Il y a toutefois un point important à prendre en compte dans cette configuration : Kubermatic n’utilise pas l’ensemble des outils présents dans Kubeflow, mais seulement les pipelines de données. « K8sGPT ne prend pas en charge KServe pour le moment ». Pour rappel, le framework ML open source s’appuie en premier lieu sur KServe pour déployer les modèles. « La bonne nouvelle, c’est que Kubeflow peut s’exécuter un peu partout ».
D’où l’utilisation de LocalAI, un moyen de « remplacer les appels API REST vers des modèles propriétaires et distants », dixit la documentation de ce projet. Il s’agit d’un moyen d’inférer un modèle localement, à partir d’une image Docker. « Cela nous permet d’exécuter nos modèles dans nos clusters Kubernetes […] et cerise sur le gâteau, LocalAI ne demande pas d’utiliser de GPU », avance Mario Fahlandt.
Comment Kubermatic tente de s’approprier K8sGPT
Non seulement, l’ingénieur exploite un LLM localement, mais celui-ci a été fine-tuné à partir des données de l’entreprise.
Le jeu de données et un script de fine-tuning développé avec PyTorch ont été poussés dans des pipelines Kubeflow afin d’obtenir un fichier au format gguf qui ensuite est inféré grâce à LocalAI.
« Avant tout, nous avons dû préparer un jeu de données. Cette partie est risible tellement elle est difficile : cela prend du temps humain, du temps de calcul et de l’argent », note l’ingénieur.
Mario Fahlandt ne recommande donc pas de reproduire le cas d’usage de Kubermatic. « Pensez-y à deux fois si vous voulez entraîner et déployer votre propre modèle dans votre stack. C’est toutefois le meilleur moyen pour conserver une grande confidentialité ».
Dans son cas, ce n’est qu’un début. « Kubeflow est horrible à configurer.
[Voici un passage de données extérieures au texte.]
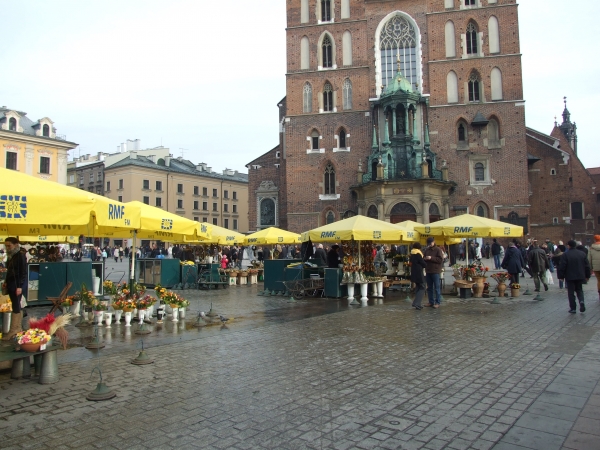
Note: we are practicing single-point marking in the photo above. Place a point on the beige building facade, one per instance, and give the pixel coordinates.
(193, 191)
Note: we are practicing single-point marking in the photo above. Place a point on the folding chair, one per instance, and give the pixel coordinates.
(57, 301)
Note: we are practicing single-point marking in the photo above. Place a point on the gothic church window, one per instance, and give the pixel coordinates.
(327, 97)
(307, 98)
(471, 39)
(347, 91)
(474, 87)
(329, 180)
(326, 52)
(398, 39)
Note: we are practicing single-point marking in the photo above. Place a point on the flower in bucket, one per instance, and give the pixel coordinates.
(32, 336)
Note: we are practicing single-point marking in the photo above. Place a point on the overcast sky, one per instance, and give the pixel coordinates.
(200, 77)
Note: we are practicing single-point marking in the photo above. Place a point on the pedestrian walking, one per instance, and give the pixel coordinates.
(513, 262)
(434, 260)
(574, 267)
(538, 263)
(594, 258)
(417, 264)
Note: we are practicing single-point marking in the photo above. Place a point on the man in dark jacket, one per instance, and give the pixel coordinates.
(496, 254)
(575, 268)
(434, 259)
(538, 264)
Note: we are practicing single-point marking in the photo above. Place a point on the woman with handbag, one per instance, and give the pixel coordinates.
(16, 276)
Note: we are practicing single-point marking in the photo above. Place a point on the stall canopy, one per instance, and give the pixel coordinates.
(360, 228)
(221, 236)
(271, 236)
(470, 226)
(31, 206)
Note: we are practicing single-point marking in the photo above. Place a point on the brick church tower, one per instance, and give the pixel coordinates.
(447, 138)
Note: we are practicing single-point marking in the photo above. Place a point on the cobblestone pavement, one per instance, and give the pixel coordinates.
(320, 374)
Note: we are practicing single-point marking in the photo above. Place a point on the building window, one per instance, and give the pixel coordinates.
(326, 52)
(327, 97)
(576, 210)
(473, 84)
(326, 10)
(471, 39)
(11, 160)
(479, 172)
(347, 91)
(329, 180)
(342, 142)
(307, 98)
(44, 165)
(398, 40)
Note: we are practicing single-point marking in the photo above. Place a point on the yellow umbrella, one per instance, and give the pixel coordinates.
(220, 235)
(468, 225)
(272, 235)
(360, 228)
(31, 206)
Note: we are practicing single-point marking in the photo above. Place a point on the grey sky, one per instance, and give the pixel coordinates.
(206, 76)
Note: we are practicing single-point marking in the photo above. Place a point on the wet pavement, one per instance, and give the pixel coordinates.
(319, 373)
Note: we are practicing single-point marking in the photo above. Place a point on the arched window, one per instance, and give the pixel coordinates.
(450, 39)
(434, 213)
(403, 211)
(327, 97)
(326, 10)
(479, 172)
(398, 39)
(347, 48)
(494, 35)
(304, 11)
(372, 212)
(345, 9)
(304, 53)
(307, 98)
(314, 140)
(342, 137)
(329, 180)
(471, 37)
(347, 90)
(452, 87)
(496, 84)
(326, 52)
(474, 87)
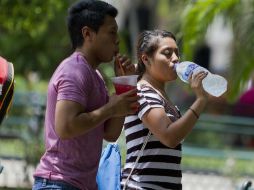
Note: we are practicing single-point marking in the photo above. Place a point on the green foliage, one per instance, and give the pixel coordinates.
(34, 35)
(197, 18)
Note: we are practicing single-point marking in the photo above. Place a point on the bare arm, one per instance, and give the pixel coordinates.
(71, 120)
(172, 133)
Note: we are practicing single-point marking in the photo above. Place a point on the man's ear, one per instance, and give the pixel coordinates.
(145, 59)
(87, 33)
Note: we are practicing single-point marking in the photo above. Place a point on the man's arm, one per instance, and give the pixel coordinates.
(71, 120)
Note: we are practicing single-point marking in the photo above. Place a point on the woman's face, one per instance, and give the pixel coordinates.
(161, 65)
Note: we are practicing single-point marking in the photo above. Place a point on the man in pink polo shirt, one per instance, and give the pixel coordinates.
(79, 112)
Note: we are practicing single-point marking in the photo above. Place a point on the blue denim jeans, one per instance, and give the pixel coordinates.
(46, 184)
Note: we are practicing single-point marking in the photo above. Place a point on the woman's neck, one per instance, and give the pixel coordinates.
(159, 86)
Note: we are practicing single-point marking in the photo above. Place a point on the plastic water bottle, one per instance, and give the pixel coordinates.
(214, 84)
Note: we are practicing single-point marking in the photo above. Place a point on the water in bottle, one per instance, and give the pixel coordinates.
(214, 84)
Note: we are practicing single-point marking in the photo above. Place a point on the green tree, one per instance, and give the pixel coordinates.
(33, 34)
(197, 17)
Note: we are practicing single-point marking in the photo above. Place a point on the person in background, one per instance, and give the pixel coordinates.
(244, 107)
(79, 113)
(159, 166)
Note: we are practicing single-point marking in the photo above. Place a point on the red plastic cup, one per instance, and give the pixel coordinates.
(125, 83)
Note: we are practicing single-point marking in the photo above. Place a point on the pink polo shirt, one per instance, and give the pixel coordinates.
(75, 160)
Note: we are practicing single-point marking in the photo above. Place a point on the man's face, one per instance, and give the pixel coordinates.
(107, 41)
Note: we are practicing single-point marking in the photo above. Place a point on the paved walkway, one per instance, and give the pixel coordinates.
(13, 176)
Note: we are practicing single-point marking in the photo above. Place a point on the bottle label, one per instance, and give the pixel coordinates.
(189, 70)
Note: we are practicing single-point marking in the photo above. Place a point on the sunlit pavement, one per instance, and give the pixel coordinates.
(13, 175)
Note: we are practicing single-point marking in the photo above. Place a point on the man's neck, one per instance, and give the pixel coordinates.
(91, 60)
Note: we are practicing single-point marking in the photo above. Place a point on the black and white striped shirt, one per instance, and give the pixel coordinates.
(159, 166)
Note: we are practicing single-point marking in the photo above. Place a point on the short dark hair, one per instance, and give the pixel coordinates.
(89, 13)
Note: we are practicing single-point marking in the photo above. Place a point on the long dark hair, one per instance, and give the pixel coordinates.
(148, 42)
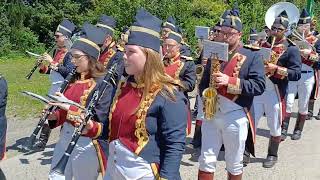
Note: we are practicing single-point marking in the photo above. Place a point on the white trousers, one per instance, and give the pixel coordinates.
(269, 104)
(83, 162)
(230, 129)
(125, 165)
(304, 88)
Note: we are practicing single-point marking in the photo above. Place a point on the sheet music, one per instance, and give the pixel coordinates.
(265, 53)
(202, 32)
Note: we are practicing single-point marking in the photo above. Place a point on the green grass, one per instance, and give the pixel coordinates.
(14, 68)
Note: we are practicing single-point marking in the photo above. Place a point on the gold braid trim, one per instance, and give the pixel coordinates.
(113, 105)
(72, 115)
(111, 52)
(141, 131)
(180, 66)
(84, 97)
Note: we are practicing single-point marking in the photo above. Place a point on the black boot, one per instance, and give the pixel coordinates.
(272, 156)
(43, 139)
(310, 110)
(298, 127)
(284, 127)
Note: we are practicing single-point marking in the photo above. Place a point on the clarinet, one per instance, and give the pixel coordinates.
(108, 80)
(44, 117)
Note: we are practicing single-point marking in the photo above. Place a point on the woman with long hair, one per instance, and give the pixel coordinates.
(87, 158)
(147, 122)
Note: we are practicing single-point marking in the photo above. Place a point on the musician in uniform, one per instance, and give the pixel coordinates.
(146, 127)
(284, 66)
(88, 157)
(239, 80)
(3, 120)
(312, 37)
(62, 36)
(111, 52)
(61, 63)
(313, 27)
(179, 67)
(168, 26)
(307, 81)
(198, 113)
Nous cherchons une solution qui peut se déployer simplement à l’aide d’un Helm Chart. Ce n’est pas le cas pour Kubeflow, à moins de passer par un service managé », note l’ingénieur.
PyTorch n’est pas non plus l’outil le plus simple à exploiter pour un SRE, tandis qu’il faut, dans le cas présent, « constamment fine-tuner le modèle ».
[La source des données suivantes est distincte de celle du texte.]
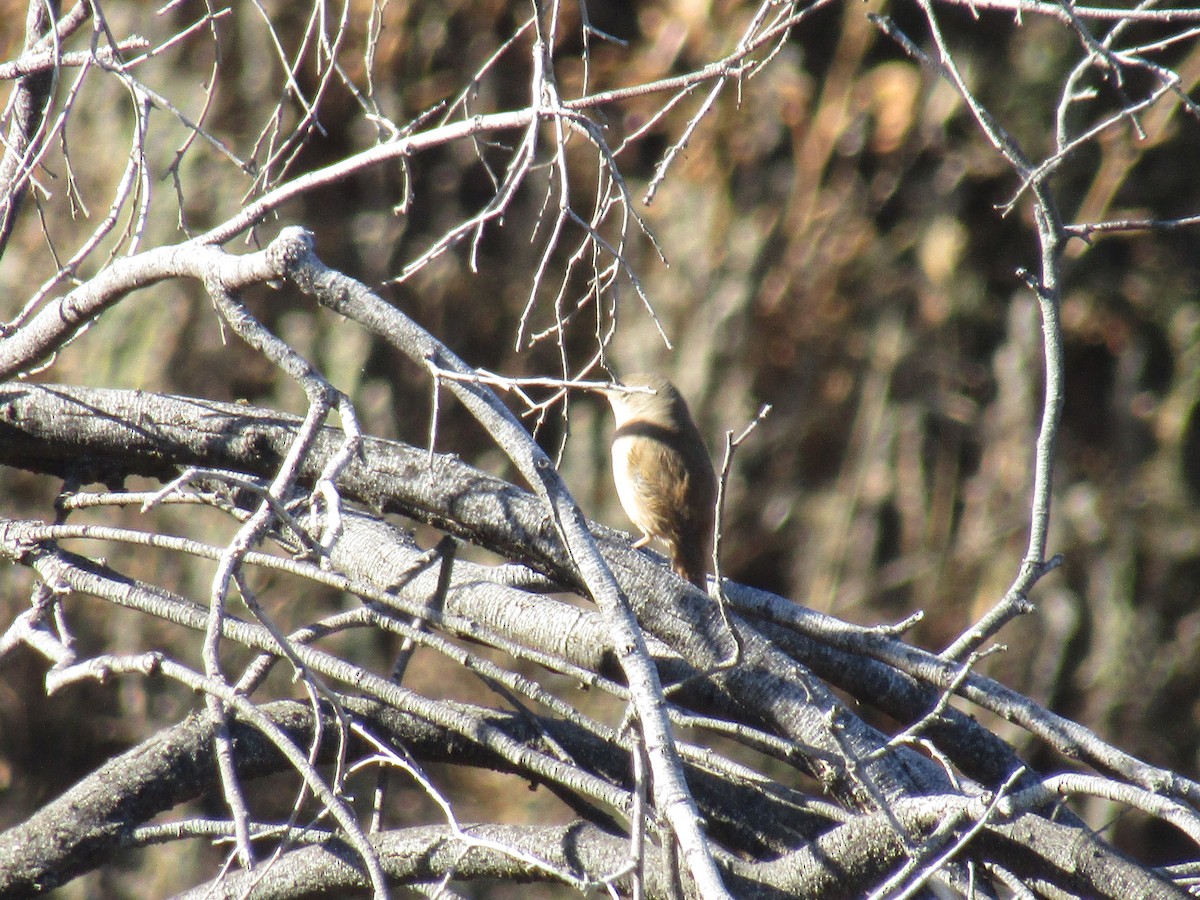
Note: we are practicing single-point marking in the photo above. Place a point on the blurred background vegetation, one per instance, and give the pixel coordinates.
(835, 249)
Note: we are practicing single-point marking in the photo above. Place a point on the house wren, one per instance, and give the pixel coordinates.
(664, 474)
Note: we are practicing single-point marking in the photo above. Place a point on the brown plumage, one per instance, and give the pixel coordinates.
(664, 473)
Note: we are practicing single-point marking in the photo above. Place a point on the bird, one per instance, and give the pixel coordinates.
(663, 472)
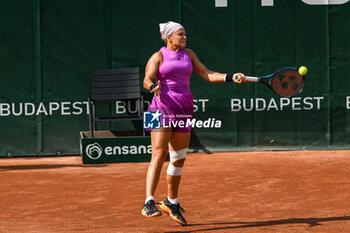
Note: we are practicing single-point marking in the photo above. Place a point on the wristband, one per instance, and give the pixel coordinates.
(228, 77)
(152, 87)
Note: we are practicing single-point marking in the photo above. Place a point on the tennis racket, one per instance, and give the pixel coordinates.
(286, 82)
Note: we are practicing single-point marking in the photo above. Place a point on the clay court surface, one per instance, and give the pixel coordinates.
(302, 191)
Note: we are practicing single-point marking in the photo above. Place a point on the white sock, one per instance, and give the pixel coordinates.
(149, 198)
(173, 201)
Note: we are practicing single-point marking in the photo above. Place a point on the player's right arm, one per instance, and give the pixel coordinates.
(151, 71)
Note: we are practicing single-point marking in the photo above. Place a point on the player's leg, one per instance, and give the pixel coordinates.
(159, 140)
(178, 145)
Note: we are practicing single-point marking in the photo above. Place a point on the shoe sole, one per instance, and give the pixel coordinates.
(153, 215)
(166, 209)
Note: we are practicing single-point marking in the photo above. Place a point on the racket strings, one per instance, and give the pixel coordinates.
(287, 83)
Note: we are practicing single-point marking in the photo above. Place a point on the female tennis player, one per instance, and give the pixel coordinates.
(172, 67)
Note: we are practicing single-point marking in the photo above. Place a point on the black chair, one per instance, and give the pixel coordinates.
(113, 85)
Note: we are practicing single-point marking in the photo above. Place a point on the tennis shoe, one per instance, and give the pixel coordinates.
(150, 209)
(174, 211)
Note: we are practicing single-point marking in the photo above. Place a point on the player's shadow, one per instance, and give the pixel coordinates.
(44, 166)
(238, 225)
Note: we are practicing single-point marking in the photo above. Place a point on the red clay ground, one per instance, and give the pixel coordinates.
(250, 192)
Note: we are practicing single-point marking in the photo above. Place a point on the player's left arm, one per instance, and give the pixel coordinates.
(206, 74)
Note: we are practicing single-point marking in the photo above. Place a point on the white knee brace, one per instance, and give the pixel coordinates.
(175, 156)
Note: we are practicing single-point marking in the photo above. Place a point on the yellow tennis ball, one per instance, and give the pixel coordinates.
(302, 70)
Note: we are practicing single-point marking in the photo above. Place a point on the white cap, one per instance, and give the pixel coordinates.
(166, 29)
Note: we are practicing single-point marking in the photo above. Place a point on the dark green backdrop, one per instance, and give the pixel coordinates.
(48, 48)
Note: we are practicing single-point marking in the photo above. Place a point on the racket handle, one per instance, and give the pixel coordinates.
(252, 79)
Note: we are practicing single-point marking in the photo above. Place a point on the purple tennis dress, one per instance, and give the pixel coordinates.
(176, 100)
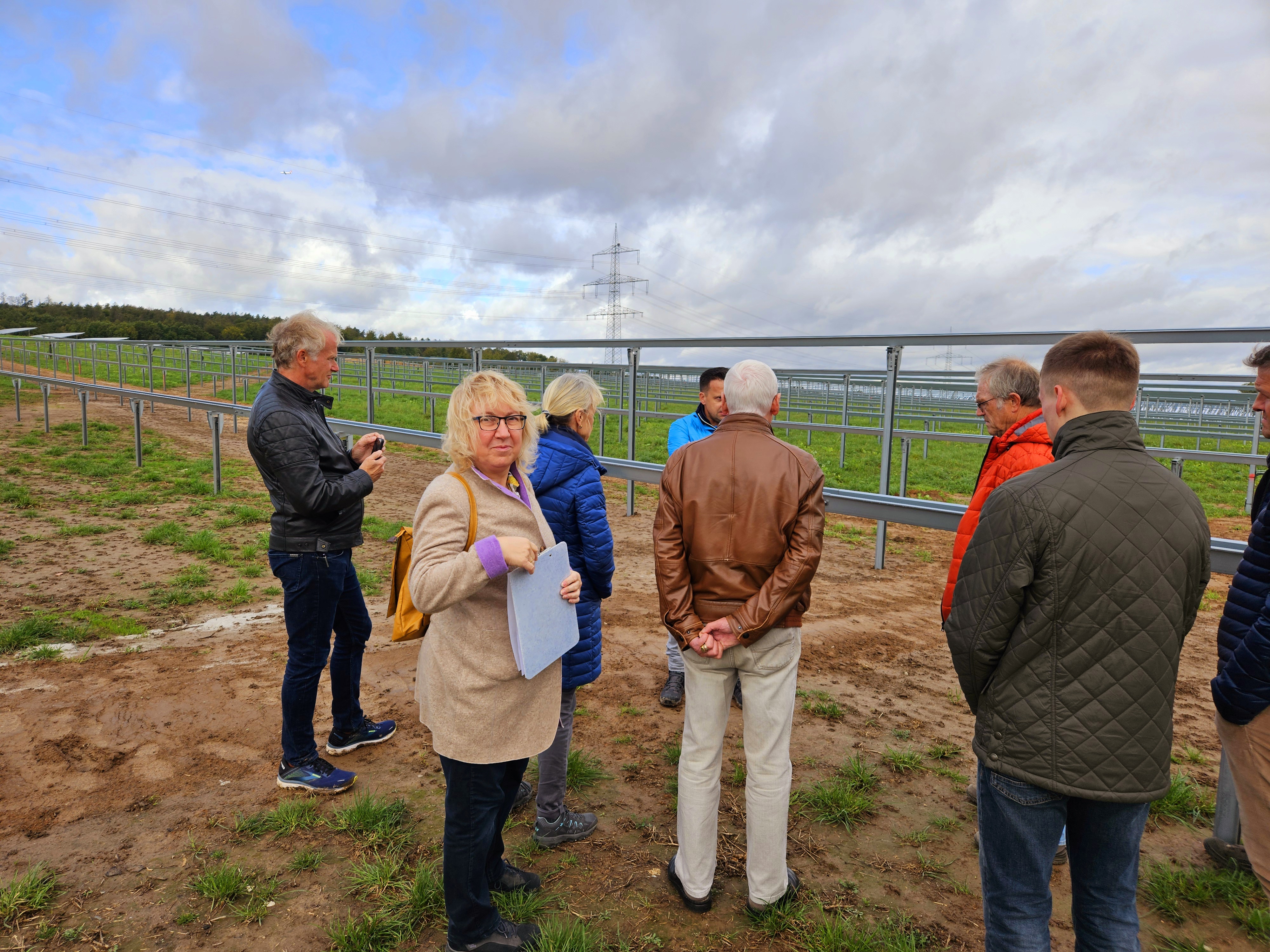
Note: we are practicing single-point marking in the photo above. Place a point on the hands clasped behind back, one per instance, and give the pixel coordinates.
(519, 553)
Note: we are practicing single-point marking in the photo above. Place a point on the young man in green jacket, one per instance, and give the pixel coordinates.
(1076, 593)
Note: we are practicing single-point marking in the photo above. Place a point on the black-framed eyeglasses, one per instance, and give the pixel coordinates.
(515, 422)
« La bonne nouvelle, c’est que l’écosystème va si vite que notre déploiement sera sans doute obsolète dans six mois », affirme-t-il lors de sa présentation.
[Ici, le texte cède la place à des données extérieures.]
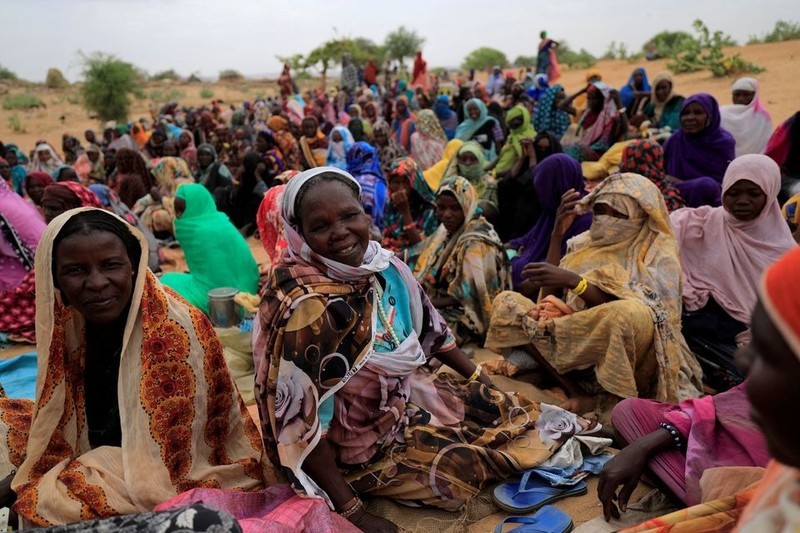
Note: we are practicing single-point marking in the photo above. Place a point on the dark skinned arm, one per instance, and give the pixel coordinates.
(625, 470)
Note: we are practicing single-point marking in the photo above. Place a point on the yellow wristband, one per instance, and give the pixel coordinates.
(581, 287)
(475, 375)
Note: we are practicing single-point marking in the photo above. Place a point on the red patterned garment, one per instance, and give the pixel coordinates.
(183, 422)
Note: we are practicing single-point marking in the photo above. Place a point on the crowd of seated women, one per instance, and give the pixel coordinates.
(621, 244)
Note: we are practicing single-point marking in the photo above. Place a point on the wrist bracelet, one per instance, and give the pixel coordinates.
(674, 433)
(581, 287)
(350, 510)
(475, 375)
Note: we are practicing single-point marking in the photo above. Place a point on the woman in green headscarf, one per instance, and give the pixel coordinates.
(518, 120)
(216, 253)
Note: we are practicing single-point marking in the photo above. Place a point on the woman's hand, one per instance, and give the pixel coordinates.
(624, 470)
(547, 275)
(370, 523)
(566, 213)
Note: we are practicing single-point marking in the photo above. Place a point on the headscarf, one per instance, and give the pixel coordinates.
(376, 259)
(646, 158)
(165, 342)
(337, 151)
(52, 164)
(71, 195)
(445, 261)
(637, 259)
(512, 150)
(270, 223)
(363, 164)
(751, 124)
(658, 105)
(469, 127)
(547, 117)
(609, 112)
(427, 144)
(227, 262)
(723, 257)
(626, 94)
(707, 153)
(437, 172)
(171, 172)
(551, 179)
(420, 203)
(475, 174)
L’AIOps appliquée à Kubernetes, un champ d’expérimentation pour Mirantis
Shaun O’MearaCTO, Mirantis
Shaun O’Meara, CTO de Mirantis, porteur d’une distribution commerciale de Kubernetes, ne croit pas que l’intelligence artificielle va bouleverser totalement l’administration des infrastructures.
« Certains commencent à penser que l’IA va permettre de résoudre tous les problèmes de gestion d’infrastructure. Nous n’y sommes pas encore. Loin de là », signale-t-il auprès du MagIT. « À ma connaissance, aucun administrateur n’est prêt à donner le contrôle de son infrastructure à une IA. Nous savons que même GPT-4 – l’un des LLM les plus performants – hallucine ».
Cela ne veut pas dire que Mirantis ne cherche pas à mettre l’IA au service de la gestion de l’infrastructure pour ses clients, dans la fameuse tendance AIOps.
« Nous considérons que l’IA a sa place. Par exemple, les architectures RAG permettent de corréler des événements afin d’identifier des patterns et détecter des latences, des problèmes, etc. », illustre le CTO de Mirantis, qui n’exclut pas le recours à K8sGPT.
« K8sGPT n’est pas encore très efficace pour l’instant, mais il va s’améliorer. Cela permet de simplifier l’accès et les interactions avec les services Kubernetes », juge-t-il. « Nous sommes dans le train de l’IA, évidemment, mais nous voulons comprendre la manière de rendre la GenAI utile pour nos clients de la manière la plus sûre possible ».